Esta atividade, com crianças das regiões centrais da cidade de São Paulo, consistiu em fazê-las caminhar até a estação de metrô mais próxima e utilizar o metrô. Na atividade seria estimulado o olhar para a cidade e a conscientização sobre a importância do andar a pé e usar o transporte público. Ou seja, mostrar que há vida fora da “caixinha”.
Crianças fazem um "Bonde a Pé" e brincam em paraciclos na região da Sé, em São Paulo Foto: Instituto Corridaamiga
Hoje, nessas regiões se vê pouca criança andando nas ruas, ainda mais desacompanhadas. Brincando, então, nem se fala. Hoje a vida se processa dentro de caixinhas: a caixinha de morar, a caixinha de estudar, a caixinha de passear e para conectar todas elas, a caixinha de se deslocar, o carro. Assim andar a pé e depois pegar metrô virou um programão para a criançada que vive nesse mundo de caixinhas.
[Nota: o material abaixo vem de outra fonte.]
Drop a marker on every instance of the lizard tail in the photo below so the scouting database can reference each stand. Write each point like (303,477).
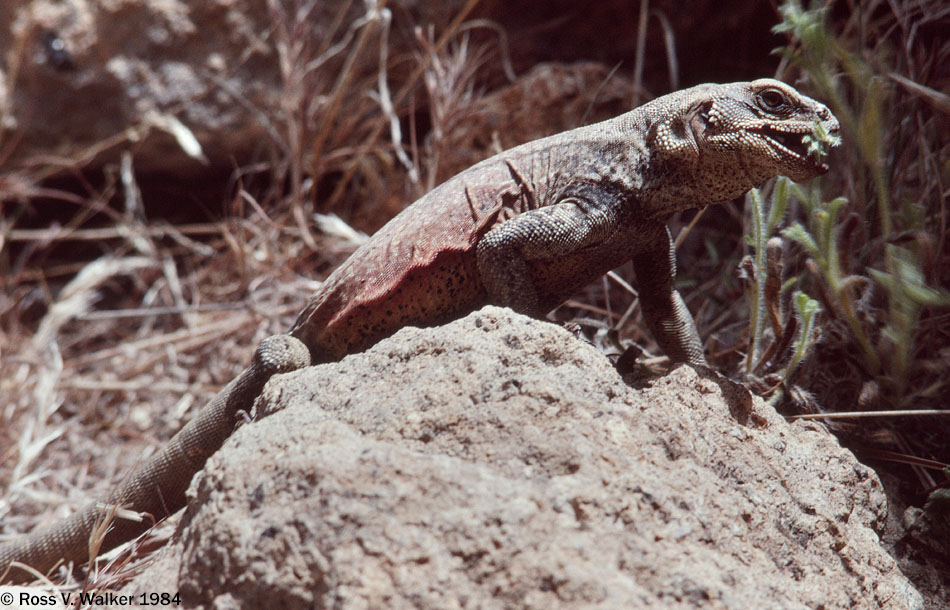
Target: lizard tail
(157,487)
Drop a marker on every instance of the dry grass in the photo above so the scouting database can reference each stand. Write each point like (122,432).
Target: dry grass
(103,356)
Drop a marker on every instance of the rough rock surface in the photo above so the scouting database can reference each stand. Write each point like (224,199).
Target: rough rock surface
(498,462)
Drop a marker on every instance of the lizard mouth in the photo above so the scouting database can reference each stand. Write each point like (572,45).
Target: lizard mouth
(793,144)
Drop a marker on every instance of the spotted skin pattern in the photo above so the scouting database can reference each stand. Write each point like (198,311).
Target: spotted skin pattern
(524,229)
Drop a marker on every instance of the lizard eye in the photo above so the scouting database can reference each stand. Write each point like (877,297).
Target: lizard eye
(772,100)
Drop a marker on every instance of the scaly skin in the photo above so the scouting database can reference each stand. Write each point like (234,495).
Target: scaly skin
(525,229)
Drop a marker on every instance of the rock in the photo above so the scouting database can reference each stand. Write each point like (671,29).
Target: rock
(82,74)
(500,462)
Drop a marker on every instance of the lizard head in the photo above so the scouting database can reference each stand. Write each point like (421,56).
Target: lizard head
(712,143)
(769,126)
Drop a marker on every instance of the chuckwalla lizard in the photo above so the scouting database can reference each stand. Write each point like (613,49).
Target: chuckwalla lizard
(525,229)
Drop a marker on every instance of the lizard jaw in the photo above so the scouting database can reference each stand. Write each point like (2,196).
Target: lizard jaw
(790,142)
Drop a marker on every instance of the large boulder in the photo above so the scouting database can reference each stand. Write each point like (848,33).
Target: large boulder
(499,462)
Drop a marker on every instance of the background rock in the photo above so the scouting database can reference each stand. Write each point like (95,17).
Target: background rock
(499,462)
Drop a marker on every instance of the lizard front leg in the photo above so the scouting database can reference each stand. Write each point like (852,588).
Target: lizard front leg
(503,254)
(663,308)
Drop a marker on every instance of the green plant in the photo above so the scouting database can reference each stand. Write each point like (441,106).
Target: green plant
(872,261)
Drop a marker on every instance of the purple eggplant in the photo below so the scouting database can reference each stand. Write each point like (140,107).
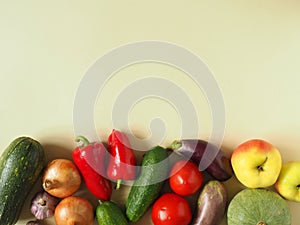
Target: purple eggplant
(212,204)
(207,156)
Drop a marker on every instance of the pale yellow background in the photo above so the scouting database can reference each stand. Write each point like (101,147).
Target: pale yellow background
(252,47)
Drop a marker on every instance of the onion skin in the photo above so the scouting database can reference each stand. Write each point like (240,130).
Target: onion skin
(74,210)
(61,178)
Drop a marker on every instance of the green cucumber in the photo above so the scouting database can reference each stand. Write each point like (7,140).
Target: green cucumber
(149,184)
(20,165)
(109,213)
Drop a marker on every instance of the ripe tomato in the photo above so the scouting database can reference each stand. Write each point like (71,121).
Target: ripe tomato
(186,178)
(171,209)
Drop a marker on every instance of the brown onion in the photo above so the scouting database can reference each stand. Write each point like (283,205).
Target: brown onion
(74,210)
(61,178)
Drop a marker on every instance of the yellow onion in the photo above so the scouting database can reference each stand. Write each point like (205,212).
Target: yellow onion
(74,210)
(61,178)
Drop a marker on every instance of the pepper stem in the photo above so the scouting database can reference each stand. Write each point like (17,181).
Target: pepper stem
(261,223)
(85,142)
(176,145)
(119,181)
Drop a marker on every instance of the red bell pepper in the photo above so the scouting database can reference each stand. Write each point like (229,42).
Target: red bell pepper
(89,159)
(122,161)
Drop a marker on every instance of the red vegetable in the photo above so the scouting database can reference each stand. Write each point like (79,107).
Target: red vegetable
(171,209)
(122,160)
(90,160)
(185,178)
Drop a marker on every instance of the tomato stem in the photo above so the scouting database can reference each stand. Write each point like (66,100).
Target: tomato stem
(85,142)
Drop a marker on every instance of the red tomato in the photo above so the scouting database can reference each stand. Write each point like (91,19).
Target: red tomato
(171,209)
(186,178)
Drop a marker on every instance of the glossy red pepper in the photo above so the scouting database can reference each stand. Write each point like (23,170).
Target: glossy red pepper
(122,161)
(89,159)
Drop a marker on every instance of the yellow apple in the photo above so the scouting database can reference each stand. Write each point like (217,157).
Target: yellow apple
(256,163)
(288,183)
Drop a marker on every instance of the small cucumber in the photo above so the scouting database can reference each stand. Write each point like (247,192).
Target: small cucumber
(109,213)
(149,184)
(20,165)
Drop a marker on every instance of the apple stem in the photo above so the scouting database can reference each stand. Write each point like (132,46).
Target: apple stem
(261,223)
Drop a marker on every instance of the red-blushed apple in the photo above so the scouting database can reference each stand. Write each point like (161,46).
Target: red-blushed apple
(256,163)
(288,183)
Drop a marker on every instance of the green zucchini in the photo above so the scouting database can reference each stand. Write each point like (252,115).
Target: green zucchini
(20,165)
(147,187)
(109,213)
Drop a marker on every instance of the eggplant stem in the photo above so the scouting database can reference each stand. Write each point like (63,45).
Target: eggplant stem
(85,142)
(119,181)
(176,145)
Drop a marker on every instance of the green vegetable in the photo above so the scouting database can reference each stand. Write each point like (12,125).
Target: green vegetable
(20,165)
(147,187)
(258,207)
(108,213)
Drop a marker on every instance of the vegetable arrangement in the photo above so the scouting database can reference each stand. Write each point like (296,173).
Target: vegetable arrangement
(161,186)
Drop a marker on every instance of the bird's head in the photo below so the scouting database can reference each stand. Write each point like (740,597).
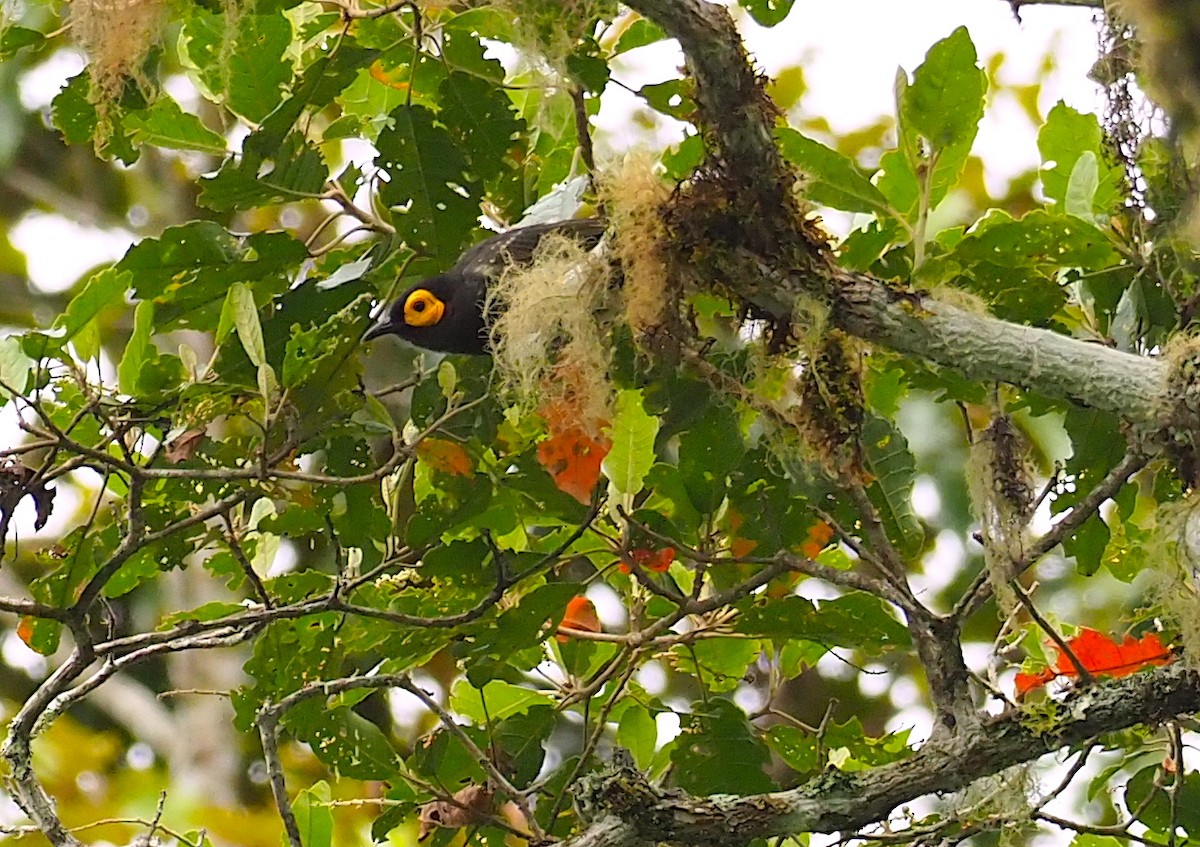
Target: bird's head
(444,313)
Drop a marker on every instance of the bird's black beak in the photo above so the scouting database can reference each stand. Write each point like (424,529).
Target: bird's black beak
(383,326)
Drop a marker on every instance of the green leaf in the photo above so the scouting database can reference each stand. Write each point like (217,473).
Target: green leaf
(718,751)
(1063,139)
(1083,185)
(293,172)
(166,125)
(433,198)
(240,59)
(16,38)
(244,313)
(480,118)
(897,181)
(523,739)
(15,367)
(767,12)
(315,816)
(187,270)
(633,434)
(1015,263)
(1158,811)
(138,349)
(1087,545)
(640,34)
(798,749)
(639,733)
(832,179)
(940,112)
(855,620)
(887,456)
(351,744)
(105,289)
(502,698)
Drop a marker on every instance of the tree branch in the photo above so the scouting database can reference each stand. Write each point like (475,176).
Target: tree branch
(628,811)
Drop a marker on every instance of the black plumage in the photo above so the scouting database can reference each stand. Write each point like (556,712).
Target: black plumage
(445,312)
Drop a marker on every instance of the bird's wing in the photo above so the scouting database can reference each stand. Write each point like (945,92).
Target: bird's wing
(516,246)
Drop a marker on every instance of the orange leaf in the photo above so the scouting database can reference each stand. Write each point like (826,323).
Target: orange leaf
(573,460)
(739,547)
(1027,682)
(445,456)
(390,78)
(581,616)
(1101,656)
(820,534)
(25,630)
(658,560)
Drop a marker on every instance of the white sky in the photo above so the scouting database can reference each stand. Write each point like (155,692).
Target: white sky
(850,52)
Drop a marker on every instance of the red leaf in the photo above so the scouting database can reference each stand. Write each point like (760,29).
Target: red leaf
(1101,656)
(573,460)
(581,616)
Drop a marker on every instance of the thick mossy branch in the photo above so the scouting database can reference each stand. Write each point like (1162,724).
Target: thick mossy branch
(738,131)
(840,802)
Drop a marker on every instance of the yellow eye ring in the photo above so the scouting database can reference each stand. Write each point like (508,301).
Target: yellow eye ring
(423,308)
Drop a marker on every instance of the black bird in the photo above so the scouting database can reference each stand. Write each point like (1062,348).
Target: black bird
(445,312)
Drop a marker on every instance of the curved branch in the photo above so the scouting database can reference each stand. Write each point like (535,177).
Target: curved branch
(837,800)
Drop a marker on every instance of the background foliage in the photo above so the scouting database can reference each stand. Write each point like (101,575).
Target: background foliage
(275,562)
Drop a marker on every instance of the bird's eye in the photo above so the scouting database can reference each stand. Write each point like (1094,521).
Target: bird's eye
(423,308)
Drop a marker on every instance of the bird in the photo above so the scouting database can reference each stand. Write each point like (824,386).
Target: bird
(447,312)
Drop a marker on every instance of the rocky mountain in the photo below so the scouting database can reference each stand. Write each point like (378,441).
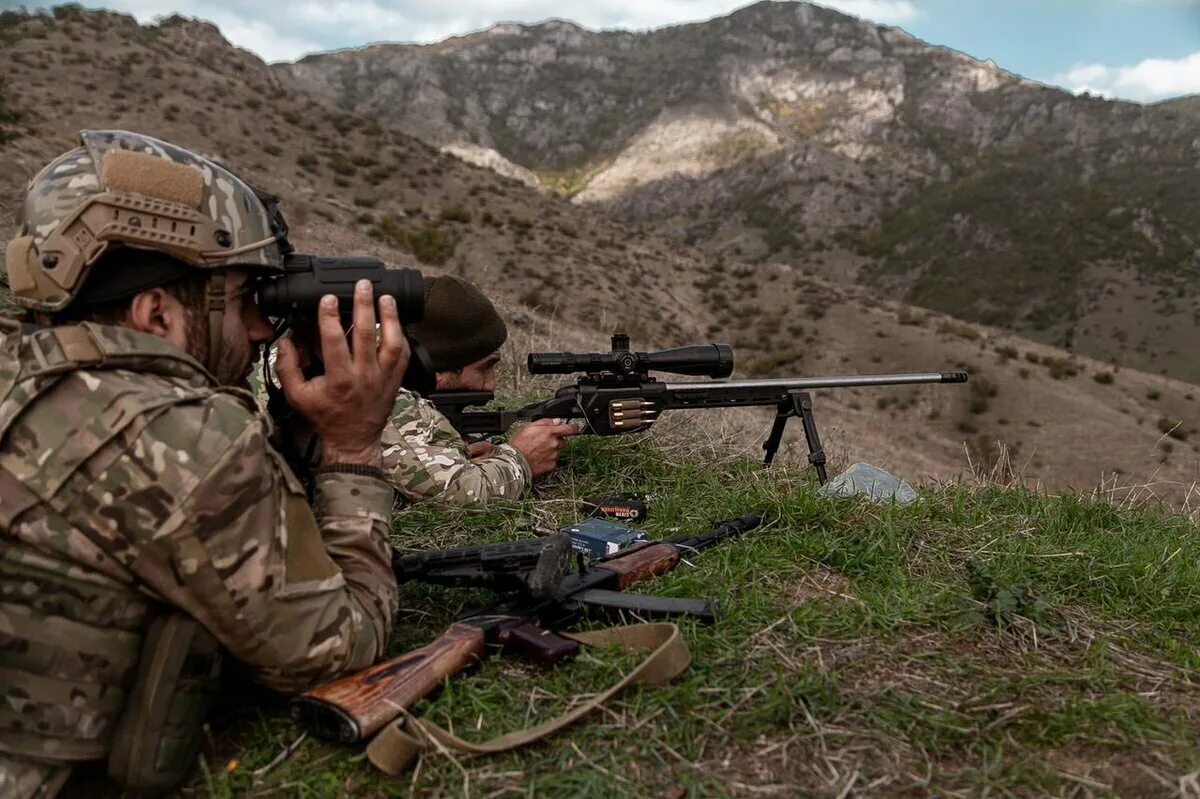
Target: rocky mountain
(567,276)
(791,133)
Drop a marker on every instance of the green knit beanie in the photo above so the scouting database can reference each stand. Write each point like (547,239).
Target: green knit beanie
(460,325)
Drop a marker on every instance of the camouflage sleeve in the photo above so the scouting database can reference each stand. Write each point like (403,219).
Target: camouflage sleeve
(297,598)
(425,458)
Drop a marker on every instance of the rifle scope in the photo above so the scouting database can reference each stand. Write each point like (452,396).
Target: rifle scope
(702,360)
(306,278)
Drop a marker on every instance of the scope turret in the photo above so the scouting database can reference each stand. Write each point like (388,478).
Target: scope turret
(701,360)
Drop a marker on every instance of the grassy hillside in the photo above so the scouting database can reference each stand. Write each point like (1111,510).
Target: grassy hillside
(983,640)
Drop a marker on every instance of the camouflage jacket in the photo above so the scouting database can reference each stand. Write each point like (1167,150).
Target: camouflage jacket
(425,458)
(127,481)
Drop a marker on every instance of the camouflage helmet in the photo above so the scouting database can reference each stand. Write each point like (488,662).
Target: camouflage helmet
(130,190)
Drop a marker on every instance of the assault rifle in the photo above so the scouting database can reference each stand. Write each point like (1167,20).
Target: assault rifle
(357,707)
(618,395)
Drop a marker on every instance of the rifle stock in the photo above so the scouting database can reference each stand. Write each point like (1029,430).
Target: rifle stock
(641,563)
(357,707)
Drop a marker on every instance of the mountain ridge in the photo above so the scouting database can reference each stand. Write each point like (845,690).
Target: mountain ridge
(567,277)
(791,132)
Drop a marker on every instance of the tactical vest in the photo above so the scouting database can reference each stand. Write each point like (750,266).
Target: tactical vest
(70,632)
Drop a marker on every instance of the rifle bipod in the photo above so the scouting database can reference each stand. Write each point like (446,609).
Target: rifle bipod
(797,403)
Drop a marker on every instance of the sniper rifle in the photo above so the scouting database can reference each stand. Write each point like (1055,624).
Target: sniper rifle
(357,707)
(618,395)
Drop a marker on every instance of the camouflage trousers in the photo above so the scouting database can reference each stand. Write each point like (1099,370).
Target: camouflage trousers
(29,780)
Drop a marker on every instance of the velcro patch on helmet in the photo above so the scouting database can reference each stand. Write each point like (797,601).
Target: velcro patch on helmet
(141,173)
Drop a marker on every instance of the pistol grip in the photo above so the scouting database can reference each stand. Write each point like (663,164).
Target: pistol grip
(531,642)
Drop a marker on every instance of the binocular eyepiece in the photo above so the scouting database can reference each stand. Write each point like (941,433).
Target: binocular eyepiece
(700,360)
(306,278)
(294,295)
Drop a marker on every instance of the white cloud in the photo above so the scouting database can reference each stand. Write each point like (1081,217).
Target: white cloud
(1147,80)
(287,30)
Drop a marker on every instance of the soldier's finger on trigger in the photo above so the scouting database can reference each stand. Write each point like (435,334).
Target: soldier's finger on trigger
(334,349)
(364,325)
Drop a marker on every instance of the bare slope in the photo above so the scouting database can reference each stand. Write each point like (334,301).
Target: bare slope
(569,277)
(787,132)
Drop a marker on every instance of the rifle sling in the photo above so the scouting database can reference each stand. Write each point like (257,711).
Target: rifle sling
(397,744)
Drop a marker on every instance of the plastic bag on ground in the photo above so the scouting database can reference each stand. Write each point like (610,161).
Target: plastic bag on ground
(875,484)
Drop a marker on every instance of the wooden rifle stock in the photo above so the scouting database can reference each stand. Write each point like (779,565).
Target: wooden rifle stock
(354,708)
(642,563)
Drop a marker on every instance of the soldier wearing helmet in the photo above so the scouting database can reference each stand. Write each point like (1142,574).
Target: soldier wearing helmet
(145,522)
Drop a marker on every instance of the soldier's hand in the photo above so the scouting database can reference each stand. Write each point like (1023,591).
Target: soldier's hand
(540,443)
(351,402)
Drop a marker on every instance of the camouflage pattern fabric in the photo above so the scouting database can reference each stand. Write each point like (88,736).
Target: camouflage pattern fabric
(29,780)
(425,458)
(70,179)
(129,480)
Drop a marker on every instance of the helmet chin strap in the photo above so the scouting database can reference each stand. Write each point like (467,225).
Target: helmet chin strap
(216,319)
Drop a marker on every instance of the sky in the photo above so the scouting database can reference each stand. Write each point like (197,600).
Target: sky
(1145,50)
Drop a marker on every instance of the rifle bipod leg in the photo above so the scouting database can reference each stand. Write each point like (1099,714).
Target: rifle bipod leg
(797,403)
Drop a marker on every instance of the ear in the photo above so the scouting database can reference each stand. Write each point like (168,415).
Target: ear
(159,313)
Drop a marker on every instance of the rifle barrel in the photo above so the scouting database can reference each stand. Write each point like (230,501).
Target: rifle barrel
(834,382)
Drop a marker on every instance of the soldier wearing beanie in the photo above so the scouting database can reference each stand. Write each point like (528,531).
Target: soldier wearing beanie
(424,456)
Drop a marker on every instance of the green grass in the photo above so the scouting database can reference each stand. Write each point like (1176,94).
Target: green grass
(989,641)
Isso remete à época quando ainda não se vivia em caixinhas. Crianças iam sozinhas à escola e se precisassem pegar condução faziam isso também sozinhas, ensinadas e estimuladas pela família. Era comum ter amiguinhos no bonde e no ônibus. Claro que já havia ônibus e perua escolares, mas a maioria ia de transporte comum mesmo.
O processo de descoberta da cidade no caminho para a escola era o melhor, mesmo repetido todos os dias: conversar com o pipoqueiro, provocar o cachorro da casa de portão alto, ver as estações do ano na copa das árvores, até se chegar ao destino tinha muita coisa para ver e fazer.
Anos mais tarde, já mãe, achei que valia a pena repetir a experiência com meu filho de 11 anos. Iria para a escola no ônibus de linha. De cara descartamos o transporte escolar, porque além de caro passaria muito cedo para pegá-lo e o deixaria muito tarde. A “aventura” do ônibus seria só na ida, no início da tarde, com o ônibus vazio que passava perto de casa. Era um percurso longo, mas tranqüilo e seria uma boa oportunidade para o aprendizado da autonomia e da vida em cidade.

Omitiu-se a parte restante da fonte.